Lot n° 220

Abbé Henri BREMOND (1865-1933). 7 L.A.S., 1922-1924, à Daniel HALÉVY ; 14 pages in‑8 et 2 pages in‑12, 2 adresses.

Estimation : 300 / 400 €
Adjudication : 688 €
Description
INTÉRESSANTE CORRESPONDANCE, principalement sur le projet d’un Cahier vert sur le Mysticisme.

─ 5 juillet [1922].
Il se souvient avec émotion de leurs discussions avec PÉGUY : « J’ai mal expliqué à cet hypermoderniste ma pensée qui est plus vieille que Platon : je voudrais, au moyen de mes gros volumes, jeter un pont entre la poésie et le mysticisme. Ce que VALÉRY – dans sa préface à FABRE – appelle : poésie pure, est encor impur – mais doit rejoindre, dans les profondeurs, l’expérience des mystiques : […] on parvient, très mystérieusement, à prendre un certain contact avec le réel – le seul contact qui soit possible et qui, au fond, n’est que l’intuition bergsonnienne – connaissance vraie, mais qui n’est pas conceptuelle et qui reste par conséquent intraduisible. Quelque chose de très vague, et pourtant d’infiniment riche : le sentiment d’une présence, disent les mystiques. Les poètes – à la minute de l’inspiration – pourraient en dire autant. […] Toutes les prouesses verbales, allitérations, rimes, etc. que Valéry connaît si bien, auraient aussi le même effet quasi magique sur le lecteur, le mettraient lui aussi sur le voie de ce mystérieux contact »… Il pense que BERGSON pourrait éclairer cela : « Je ne suis pas philosophe et je suis bavard. D’où la difficulté de réduire ces vues aux proportions des Cahiers »…

─ 25 décembre.
Rien ne pourrait lui faire plus plaisir « que d’être présenté, critiqué, européanisé par vous »… Il le félicite pour son bel article stimulant, « qui remue un monde d’idées – le BARRÈS parfait notamment il en sera très heureux »… Il est d’accord avec sa critique, « mais songez que sans mystique, pas d’action – et, qui plus est, sans mystique, pas de rapprochement possible entre les diverses communions ou a-communions. Je compte bien ne pas sacrifier la “religion commune” du XVIIe siècle »… Il ne faut pas « laisser dire que le dernier GIRAUDOUX ne vaut rien. Pour moi je crois que je l’aimerai toujours, même raisonnable – il l’est un peu trop dans Siegfried »…

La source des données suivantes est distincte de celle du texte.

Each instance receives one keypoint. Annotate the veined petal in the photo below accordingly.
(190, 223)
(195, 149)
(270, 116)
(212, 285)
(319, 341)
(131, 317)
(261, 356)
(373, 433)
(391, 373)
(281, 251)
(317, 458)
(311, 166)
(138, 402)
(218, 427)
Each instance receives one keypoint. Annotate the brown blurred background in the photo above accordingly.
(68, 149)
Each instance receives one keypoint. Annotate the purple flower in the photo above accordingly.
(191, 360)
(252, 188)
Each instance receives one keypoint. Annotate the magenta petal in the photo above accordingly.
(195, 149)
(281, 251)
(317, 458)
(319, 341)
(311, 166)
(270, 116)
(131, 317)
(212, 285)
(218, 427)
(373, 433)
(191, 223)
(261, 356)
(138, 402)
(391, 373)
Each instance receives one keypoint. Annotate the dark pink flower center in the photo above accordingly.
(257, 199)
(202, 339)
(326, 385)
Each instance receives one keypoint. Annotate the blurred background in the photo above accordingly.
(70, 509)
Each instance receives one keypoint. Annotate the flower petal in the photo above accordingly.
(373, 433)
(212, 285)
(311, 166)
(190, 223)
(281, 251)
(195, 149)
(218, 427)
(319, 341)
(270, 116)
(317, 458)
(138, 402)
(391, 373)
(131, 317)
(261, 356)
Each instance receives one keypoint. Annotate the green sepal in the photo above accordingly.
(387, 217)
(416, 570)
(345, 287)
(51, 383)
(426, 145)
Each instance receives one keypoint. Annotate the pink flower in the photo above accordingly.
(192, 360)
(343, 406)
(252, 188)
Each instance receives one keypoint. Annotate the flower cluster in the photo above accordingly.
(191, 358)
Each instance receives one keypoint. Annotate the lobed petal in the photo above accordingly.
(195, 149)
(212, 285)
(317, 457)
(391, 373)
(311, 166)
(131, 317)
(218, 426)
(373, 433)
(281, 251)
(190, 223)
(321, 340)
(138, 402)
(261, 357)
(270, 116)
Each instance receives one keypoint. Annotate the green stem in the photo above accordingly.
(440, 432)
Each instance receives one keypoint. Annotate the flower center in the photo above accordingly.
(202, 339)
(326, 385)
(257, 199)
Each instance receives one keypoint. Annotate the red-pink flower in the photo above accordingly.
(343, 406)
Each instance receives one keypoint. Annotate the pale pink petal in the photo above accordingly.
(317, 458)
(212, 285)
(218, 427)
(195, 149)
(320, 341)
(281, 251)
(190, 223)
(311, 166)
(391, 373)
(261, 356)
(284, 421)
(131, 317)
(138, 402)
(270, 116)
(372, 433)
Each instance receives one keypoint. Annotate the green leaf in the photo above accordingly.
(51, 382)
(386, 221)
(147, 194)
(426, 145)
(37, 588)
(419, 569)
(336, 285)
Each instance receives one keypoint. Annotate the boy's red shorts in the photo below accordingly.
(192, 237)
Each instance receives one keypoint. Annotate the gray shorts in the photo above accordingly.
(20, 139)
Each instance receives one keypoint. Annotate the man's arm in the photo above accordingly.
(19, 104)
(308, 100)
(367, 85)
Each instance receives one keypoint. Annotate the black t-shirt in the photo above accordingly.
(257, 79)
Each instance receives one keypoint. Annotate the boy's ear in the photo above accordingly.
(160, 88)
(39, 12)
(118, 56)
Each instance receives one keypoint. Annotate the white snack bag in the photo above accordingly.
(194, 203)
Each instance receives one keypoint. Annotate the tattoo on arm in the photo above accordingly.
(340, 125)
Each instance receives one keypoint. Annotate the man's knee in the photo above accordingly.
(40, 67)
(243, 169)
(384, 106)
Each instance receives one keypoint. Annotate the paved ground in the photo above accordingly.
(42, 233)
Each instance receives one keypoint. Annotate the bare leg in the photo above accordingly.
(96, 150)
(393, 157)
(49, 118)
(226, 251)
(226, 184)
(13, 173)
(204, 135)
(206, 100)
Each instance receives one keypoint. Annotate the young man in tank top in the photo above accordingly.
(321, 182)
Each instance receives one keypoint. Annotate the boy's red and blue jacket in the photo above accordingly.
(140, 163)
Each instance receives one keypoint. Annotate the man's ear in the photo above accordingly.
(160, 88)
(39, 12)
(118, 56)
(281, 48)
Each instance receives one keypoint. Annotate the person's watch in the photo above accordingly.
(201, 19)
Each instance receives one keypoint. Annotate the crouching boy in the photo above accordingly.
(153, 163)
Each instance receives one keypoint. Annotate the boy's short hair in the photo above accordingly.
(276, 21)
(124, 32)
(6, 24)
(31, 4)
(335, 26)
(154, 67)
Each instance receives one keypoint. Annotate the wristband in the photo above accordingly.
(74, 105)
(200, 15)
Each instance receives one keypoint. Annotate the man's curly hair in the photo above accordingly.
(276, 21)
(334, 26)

─ 18 mars [1923]. Il revient d’un cycle de conférences à Strasbourg, et propose « pour les Cahiers verts deux de ces conférences : on pourrait appeler cela : L’initiation mystique de François de Sales à Pascal »…

─ [1924]
« Plus j’avance dans mon travail, plus je vois que, mon objet étant d’expliquer une expérience obscure (l’expérience poétique) par une expérience un peu plus connue […] (expérience mystique), il est mieux d’étudier d’abord cette expérience mystique ». Il se demande si, au lieu d’un Cahier vert Mysticisme et Poésie, il ne vaudrait pas mieux un cahier sur la mystique, suivi d’un second où l’on procèderait à la comparaison : « Un petit traité d’initiative mystique entrerait-il dans votre cadre vert ? »…

─ 27 janvier [1924].
Sur François MAURIAC : « Votre protégé – le jeune MAURIAC – semble se décider enfin à abjurer le catholicisme – je veux dire qu’il s’évade – littérairement – de son groupe. Je lui permets – derrière le mur – toutes les processions, exorcismes, etc. qu’il voudra. Mais ce lamentable placage, non. La vraie religion ne peut pas être le grand ressort des drames où il se complait. […] Je ne suis pas sûr que Génitrix soit bien supérieur au Lépreux – j’ai cependant l’impression d’un progrès – je n’ai pas lu son fleuve enflammé – évidemment, il n’est pas encore arrivé à la catharsis […]. En tous cas un talent incontestable, et, parmi les jeunes, un de ceux qui m’intéressent le plus »…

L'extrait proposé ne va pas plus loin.